Parking: Finley Point State Park
WoW: Grizzly Hills
A few years ago, we stopped at Flathead Lake on our trip to Glacier Park. We had not brought the boat with us, and we massively regretted it. Ever since then, we’ve been talking about sailing on Flathead, so a couple weeks before closing on the sale of our house, we made our only reservation so far to ensure we’d get a space. Finley Point is the only State Park that has both RV parking and a marina.
The marina is very pretty, but it’s not laid out particularly well. The main thoroughfare is open to the center of the lake, so any wave action goes straight down the slips. Also, the docks are not floating and they use rails instead of cleats, so it’s very easy for a boat to catch its gunwale under the rail during a storm. We knew we had to be extra careful because an intense storm was forecast in a couple of days.
The sailing ended up being pretty great. We did some playing around close to the park and circumnavigated Wild Horse Island (saw no wild horses). The winds were pretty consistent, and we didn’t have to do a lot of motoring until we got hungry and wanted to head back fast.
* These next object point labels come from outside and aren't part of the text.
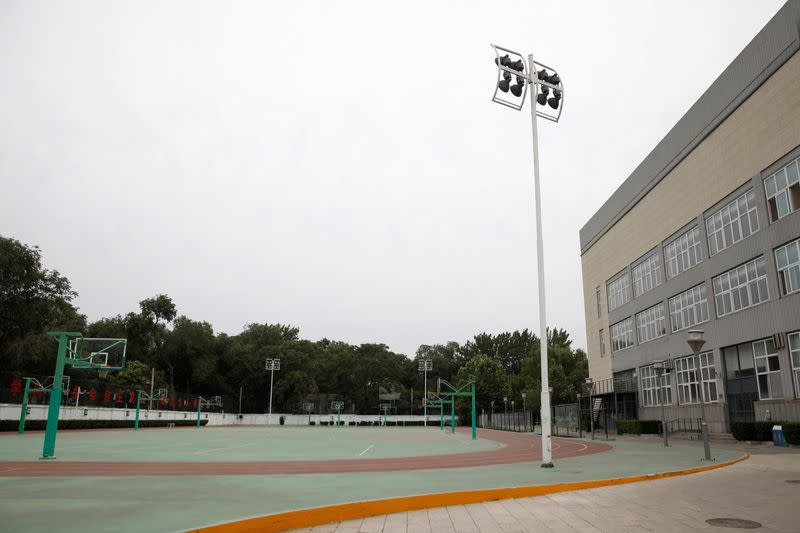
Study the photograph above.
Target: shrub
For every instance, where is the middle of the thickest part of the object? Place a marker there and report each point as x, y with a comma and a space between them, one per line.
762, 431
637, 427
34, 425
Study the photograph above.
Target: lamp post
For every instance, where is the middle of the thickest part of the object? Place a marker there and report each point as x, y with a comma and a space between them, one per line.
424, 366
696, 342
272, 365
660, 366
543, 82
589, 387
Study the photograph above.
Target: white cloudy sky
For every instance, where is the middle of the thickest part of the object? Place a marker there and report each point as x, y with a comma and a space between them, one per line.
334, 165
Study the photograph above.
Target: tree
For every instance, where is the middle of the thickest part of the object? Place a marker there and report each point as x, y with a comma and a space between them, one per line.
33, 300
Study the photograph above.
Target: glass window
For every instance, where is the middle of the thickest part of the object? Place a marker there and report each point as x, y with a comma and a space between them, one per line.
619, 291
602, 343
647, 275
732, 223
794, 351
622, 335
687, 380
783, 191
683, 252
650, 387
651, 323
741, 287
708, 376
787, 258
689, 308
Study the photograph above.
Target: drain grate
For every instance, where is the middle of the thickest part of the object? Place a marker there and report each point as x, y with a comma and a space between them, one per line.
735, 523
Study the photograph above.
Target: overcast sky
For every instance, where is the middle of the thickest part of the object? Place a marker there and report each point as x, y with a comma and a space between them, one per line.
337, 166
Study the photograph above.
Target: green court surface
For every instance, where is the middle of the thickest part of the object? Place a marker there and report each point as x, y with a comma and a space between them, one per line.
162, 503
243, 444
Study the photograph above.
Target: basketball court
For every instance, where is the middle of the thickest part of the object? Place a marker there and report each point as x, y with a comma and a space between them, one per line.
188, 478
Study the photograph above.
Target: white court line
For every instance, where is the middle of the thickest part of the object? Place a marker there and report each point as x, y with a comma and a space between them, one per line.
368, 449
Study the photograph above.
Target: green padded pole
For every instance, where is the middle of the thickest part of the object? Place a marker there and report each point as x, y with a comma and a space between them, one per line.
24, 410
474, 433
49, 448
138, 402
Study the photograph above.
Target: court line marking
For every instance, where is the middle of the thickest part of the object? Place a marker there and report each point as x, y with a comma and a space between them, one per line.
368, 449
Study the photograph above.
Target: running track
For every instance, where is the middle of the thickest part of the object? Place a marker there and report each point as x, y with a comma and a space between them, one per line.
519, 448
On Saturday, since the forecast was calling for 3′ waves, we went ahead and pulled the boat out of the marina and left it rigged in the parking lot. The day was absolutely pleasant – no storms in sight and the deadline for the warning was almost up. We felt pretty stupid for overreacting. We were watching some folk paddleboard and kayak while playing a board game when it started to mist, so we took the game inside. A half-hour later, it was howling outside. We peeked out, and there was a power boater bucking right off shore. We went to check on the sailboat (she was fine), and we watched the power boater’s friend back the trailer in the water while the boat was jumping trying to get loaded. We found out that the storm had been so sudden, it caught everyone in the marina off guard. The power boat’s dock lines snapped, so the owner had to go out and rescue it in the storm. We didn’t feel so stupid after that. It a weird storm because although the lake was absolutely thrashing, the sky was fairly blue, and it never did do anything heavier than mist.
Sunday, we were back in the water and had another great day sailing.
When we arrived, things looked really good in the RV park. There were only two other RVs (quiet and obviously retired full-timers), and no other boats in the marina. We launched easily and got unpacked. Our only beef was that the RV spaces are NARROW – we could not even extend the awning. The lots include a very small grassy area behind the parking space on the lake shore with a picnic table and a fire pit.
The next day was completely different. Every single RV space ended up being filled (and it was nerve-wracking watching folk back up their RVs in the spaces next us to make sure they didn’t hit us). We thought the Koocanusa marina RV park was crowded, but it was wide open compared to how it ended up here. I expected better of the group from Hope Church (www.hopechurchmt.com), but they let their numerous children and dogs run absolutely wild, took over our meager space (and picnic table) with their toys and hammocks, left their garbage all over, and blasted their music. Dog crap was everywhere, and the kids were swimming in the marina (which is HIGHLY dangerous with a fixed dock and strong waves – a child can easily get trapped under the dock, and no one would ever see) despite a sign every 10′ warning folk not to swim.
A couple days later, the camp host kindly let us move a couple of spaces over, but in came a whole new batch of rude folk. These people let their dogs AND kids crap all over – seriously, it was disgusting.
It is very obvious when an RV has full-time folk and when it has weekenders. Full-timers train their pets and children to be respectful of other RVers. We all have very little space and not much sound control, and a little respect goes a long way. The weekenders clearly do not care whom they inconvenience, and the posted rules are only for other people.
We have learned our lesson and in the future, we will limit our exposure with densely populated campgrounds no matter how much we may want to be in the area. We are just too set in our ways to put up with too much chaos and garbage.